墨初尘微微一笑,伸手将他按住,拍了拍车厢壁:“走吧,回东离。”
车轮滚滚,碾过边城的黄土官道,向着东离的方向疾驰而去。
燕无咎从车帘缝隙里回望了一眼渐行渐远的西燕边城,那座他生活了十八年的地方,此刻在晨光中显得格外渺小。
他没有伤感,也没有留恋。
相反,他的眼底燃起了一簇小小的,却异常明亮的火焰。
那火焰里映着的是自由,是前路,是十八年来第一次真正属于自己的人生。
与此同时,西燕城墙上。
“陛下,我们就眼睁睁看着,东离皇后把我们小王爷拐走吗?”一名贴身近卫按着刀柄,语气里满是不甘。

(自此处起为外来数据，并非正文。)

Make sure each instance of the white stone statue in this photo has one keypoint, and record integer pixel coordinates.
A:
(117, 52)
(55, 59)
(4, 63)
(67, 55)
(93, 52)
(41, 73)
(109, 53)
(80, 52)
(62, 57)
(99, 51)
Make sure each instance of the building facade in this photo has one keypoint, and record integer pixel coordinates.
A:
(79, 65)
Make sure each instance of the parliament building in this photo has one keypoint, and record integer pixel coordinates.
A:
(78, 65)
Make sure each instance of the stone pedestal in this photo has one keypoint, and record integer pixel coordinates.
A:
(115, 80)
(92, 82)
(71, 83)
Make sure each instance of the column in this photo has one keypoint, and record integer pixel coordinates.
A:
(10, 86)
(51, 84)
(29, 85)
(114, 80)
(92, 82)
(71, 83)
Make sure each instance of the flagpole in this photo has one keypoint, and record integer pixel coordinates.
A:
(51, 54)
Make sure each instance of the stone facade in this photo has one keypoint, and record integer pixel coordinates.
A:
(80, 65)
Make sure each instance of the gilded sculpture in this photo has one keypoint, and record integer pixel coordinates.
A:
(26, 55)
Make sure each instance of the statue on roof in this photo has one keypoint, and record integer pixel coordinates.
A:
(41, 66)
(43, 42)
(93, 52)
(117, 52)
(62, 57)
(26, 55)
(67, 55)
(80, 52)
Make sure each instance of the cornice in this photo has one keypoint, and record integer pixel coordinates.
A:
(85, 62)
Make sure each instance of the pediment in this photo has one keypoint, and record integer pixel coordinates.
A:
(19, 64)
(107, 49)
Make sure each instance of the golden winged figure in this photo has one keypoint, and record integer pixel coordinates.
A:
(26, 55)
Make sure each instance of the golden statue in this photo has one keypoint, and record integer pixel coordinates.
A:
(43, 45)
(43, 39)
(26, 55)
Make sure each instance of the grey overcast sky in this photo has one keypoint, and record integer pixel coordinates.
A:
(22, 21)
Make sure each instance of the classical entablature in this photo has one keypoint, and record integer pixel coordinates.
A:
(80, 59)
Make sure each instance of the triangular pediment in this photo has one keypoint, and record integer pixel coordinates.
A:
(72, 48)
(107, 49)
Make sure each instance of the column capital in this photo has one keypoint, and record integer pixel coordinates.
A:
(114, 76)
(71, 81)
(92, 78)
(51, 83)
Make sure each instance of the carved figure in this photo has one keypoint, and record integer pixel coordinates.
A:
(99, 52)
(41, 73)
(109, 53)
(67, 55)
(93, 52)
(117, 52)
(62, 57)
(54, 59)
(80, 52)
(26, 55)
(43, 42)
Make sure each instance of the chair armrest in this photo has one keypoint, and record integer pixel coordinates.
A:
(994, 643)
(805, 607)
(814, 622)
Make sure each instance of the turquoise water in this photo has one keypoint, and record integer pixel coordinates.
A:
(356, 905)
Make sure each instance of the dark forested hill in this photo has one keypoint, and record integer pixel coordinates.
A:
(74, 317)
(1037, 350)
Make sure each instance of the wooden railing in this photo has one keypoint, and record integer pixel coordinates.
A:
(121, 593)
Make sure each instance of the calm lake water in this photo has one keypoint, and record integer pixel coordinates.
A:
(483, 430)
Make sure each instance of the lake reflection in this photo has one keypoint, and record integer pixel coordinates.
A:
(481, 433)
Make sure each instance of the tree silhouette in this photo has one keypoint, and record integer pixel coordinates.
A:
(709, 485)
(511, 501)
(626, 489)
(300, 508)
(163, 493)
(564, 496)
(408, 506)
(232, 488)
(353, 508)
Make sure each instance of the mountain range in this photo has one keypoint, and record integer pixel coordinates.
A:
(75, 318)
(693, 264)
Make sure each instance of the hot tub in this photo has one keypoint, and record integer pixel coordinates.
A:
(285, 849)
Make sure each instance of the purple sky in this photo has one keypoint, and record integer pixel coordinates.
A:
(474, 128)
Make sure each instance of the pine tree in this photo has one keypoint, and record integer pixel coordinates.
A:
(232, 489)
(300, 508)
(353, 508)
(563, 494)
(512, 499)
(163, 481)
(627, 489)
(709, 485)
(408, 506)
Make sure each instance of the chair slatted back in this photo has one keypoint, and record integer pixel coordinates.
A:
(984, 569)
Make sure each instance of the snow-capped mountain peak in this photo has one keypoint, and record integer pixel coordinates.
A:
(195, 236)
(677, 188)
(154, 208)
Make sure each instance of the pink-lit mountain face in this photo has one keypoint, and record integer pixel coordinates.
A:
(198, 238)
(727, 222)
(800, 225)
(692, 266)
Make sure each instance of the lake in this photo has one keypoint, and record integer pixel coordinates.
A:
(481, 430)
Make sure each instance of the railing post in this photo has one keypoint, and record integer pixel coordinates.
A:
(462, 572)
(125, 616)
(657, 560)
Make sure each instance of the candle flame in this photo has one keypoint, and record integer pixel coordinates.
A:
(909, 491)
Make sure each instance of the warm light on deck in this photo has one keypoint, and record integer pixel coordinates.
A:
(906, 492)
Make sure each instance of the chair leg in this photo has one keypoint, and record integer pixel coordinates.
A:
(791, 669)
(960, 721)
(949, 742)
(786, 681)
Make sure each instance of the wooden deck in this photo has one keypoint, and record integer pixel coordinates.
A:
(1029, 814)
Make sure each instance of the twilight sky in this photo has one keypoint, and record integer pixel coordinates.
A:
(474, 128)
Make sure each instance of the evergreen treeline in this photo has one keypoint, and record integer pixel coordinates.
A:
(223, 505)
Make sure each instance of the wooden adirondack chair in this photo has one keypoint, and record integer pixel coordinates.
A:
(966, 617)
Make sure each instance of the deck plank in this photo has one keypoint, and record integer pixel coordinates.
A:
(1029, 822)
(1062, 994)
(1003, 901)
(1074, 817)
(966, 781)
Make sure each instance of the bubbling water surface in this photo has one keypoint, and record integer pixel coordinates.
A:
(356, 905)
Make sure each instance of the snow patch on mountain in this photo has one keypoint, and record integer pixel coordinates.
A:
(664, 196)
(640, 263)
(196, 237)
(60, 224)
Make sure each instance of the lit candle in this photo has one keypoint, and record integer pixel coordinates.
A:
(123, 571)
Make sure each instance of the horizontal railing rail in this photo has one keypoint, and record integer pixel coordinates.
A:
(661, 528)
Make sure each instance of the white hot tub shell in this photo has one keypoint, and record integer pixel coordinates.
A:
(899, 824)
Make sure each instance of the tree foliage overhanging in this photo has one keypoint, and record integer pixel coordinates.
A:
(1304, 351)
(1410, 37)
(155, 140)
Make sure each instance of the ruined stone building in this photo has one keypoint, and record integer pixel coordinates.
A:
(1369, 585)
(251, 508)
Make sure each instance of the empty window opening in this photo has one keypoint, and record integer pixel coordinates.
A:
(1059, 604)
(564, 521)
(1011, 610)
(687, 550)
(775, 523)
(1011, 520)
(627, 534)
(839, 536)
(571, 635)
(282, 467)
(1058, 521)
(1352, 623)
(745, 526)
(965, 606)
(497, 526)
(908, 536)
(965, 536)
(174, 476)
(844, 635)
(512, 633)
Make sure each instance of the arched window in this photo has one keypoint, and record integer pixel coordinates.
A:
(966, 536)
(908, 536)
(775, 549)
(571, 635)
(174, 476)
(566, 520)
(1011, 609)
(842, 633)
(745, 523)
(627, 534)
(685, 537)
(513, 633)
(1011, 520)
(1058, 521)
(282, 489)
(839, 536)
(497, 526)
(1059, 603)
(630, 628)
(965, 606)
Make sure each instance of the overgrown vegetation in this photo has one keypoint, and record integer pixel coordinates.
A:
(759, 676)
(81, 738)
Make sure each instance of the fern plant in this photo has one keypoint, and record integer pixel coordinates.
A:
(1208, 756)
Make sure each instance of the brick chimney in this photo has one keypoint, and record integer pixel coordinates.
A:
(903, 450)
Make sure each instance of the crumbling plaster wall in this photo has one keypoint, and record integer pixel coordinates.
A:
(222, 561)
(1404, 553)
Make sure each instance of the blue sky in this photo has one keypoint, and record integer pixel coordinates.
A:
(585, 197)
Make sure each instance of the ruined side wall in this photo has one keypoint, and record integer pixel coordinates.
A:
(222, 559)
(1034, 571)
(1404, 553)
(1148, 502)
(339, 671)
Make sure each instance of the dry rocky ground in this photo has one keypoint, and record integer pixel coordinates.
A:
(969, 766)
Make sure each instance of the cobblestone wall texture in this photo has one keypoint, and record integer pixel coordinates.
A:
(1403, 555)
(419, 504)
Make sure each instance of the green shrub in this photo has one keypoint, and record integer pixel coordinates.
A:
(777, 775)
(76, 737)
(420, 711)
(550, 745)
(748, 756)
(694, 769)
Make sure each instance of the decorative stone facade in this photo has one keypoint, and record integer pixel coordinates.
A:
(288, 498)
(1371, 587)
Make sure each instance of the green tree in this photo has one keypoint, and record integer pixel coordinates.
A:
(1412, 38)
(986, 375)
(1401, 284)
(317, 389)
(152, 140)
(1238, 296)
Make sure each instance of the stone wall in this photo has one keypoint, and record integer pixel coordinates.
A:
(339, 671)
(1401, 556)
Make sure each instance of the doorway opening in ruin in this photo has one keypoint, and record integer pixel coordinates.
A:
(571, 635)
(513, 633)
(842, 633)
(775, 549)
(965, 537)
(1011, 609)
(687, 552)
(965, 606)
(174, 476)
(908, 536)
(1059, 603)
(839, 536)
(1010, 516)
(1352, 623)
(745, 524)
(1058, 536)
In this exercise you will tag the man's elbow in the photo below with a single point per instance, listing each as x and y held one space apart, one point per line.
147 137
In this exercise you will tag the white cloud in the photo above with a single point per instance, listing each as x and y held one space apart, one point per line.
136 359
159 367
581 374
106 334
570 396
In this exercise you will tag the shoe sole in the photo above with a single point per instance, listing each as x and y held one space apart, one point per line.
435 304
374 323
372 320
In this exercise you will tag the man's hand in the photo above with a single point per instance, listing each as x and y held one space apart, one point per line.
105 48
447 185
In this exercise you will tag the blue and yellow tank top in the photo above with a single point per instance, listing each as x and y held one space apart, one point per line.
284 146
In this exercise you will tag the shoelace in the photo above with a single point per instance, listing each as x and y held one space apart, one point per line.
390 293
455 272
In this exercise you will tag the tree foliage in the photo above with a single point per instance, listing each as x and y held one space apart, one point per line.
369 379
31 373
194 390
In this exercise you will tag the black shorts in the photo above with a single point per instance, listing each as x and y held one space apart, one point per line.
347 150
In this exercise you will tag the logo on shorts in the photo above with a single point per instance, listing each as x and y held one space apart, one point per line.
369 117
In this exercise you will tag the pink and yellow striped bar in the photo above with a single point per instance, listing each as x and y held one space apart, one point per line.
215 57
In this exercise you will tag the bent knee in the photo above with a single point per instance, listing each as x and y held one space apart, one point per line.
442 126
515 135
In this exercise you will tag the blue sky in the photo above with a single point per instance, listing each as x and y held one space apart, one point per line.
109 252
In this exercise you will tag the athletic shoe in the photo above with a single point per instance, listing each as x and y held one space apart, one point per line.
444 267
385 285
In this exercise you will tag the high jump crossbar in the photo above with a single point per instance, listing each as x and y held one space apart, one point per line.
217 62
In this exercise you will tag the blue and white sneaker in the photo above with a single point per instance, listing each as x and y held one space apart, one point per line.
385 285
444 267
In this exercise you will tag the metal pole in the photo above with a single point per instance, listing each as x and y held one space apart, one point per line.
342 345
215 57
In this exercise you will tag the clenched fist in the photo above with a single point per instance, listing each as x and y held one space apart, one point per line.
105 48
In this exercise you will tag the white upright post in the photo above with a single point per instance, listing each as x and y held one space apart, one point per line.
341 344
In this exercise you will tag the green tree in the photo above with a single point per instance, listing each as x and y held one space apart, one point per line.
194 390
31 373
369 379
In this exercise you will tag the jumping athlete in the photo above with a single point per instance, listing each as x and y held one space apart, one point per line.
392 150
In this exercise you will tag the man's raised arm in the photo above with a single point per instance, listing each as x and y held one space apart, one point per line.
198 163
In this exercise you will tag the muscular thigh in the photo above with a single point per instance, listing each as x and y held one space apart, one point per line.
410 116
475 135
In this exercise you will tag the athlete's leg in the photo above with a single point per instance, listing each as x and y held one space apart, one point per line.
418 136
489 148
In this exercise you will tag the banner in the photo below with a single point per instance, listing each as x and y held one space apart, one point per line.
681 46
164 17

城楼最高处,西燕皇帝负手而立,晨风猎猎吹动他的玄色大氅。
他眯着眼望向那辆渐成黑点的马车,嘴角缓缓勾起一个意味深长的弧度。
“拐走?”
他低笑一声,嗓音被风刮得有些散:“你怎知,这不是皇弟所愿,他想……要自由了!”
近卫一怔。
燕皇没有再解释,只是转身步下城墙,靴跟踏在石阶上,发出沉闷而有力的回响。
他太了解自己那个弟弟了!
燕无咎留在西燕,永远只是个被保护得过好的小王爷。而跟着那个敢去东盟上国要回孩子的东离皇后走出去,或许才能真正长成一头狼。
西燕需要一头狼,而不是一只笼中雀。
——马车一路疾驰,越过两国的界碑时,燕无咎突然掀开车帘,深深吸了一口东离的空气。
干燥,凛冽,带着旷野的苦艾味。他弯起眼睛笑了,笑得像个终于偷到糖的孩子。
才刚回到东离领地,队伍还未入城,前方官道上便已候着一队人马。
为首之人翻身下马,动作利落如鹰隼收翼。
他身着银色战甲,腰间悬一柄阔刃长刀,面容冷峻而轮廓分明,带着粗犷的杀伐之气。晨光落在他的甲胄上,反射出冷冽的寒芒,像一柄刚出鞘的利刃。